International Design Patent Filing Considerations After U.S. Entry into the Hague Agreement
On June 1, 2015 Trevor Copeland and Daniel Parrish's article, 'International Design Patent Filing Considerations After U.S. Entry into the Hague Agreement,' was published in The Intellectual Property Strategist.
Streamlined Filing for International Design Patents: Pros, Cons, Alternatives
In an article in the June 2015 issue of The Intellectual Property Strategist, Brinks' Trevor Copeland and Daniel Parrish discuss how to optimize an international filing strategy in light of of the USPTO's recent accession to the Geneva Act of the Hague Agreement, which ushers in the implementation of a streamlined process for registering industrial designs in multiple international jurisdictions at the same time.
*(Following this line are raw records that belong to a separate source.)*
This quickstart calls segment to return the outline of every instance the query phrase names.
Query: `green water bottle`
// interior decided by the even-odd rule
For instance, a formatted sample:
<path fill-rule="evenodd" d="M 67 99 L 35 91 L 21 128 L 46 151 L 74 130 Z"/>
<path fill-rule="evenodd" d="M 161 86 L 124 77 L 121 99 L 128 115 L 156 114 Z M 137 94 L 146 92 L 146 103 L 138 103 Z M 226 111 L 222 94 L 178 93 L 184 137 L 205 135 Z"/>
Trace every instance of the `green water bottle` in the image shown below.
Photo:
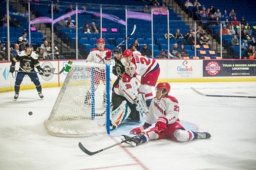
<path fill-rule="evenodd" d="M 66 67 L 65 68 L 65 69 L 64 70 L 66 72 L 68 72 L 69 71 L 69 70 L 71 68 L 71 65 L 72 64 L 72 63 L 73 63 L 73 61 L 71 60 L 70 60 L 68 61 L 68 62 L 67 64 L 67 65 L 66 65 Z"/>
Effective May 13, 2015, entities seeking international design patents can file at the USPTO a single, standardized application designating any of more than 62 territories, including the U.S. and European Union (EU), for their patents, and can receive the same effective filing date in each jurisdiction.
Applicants may submit up to 100 industrial designs per application, as long as all designs are in the same Locarno Class. This streamlined approach should result in increased filing efficiencies and cost savings for applicants, who may file through the USPTO or directly into the International Bureau of WIPO.
Copeland and Parrish weigh the pros and cons of this newly adopted approach and discuss alternative avenues of protection for inventors seeking patents on industrial designs.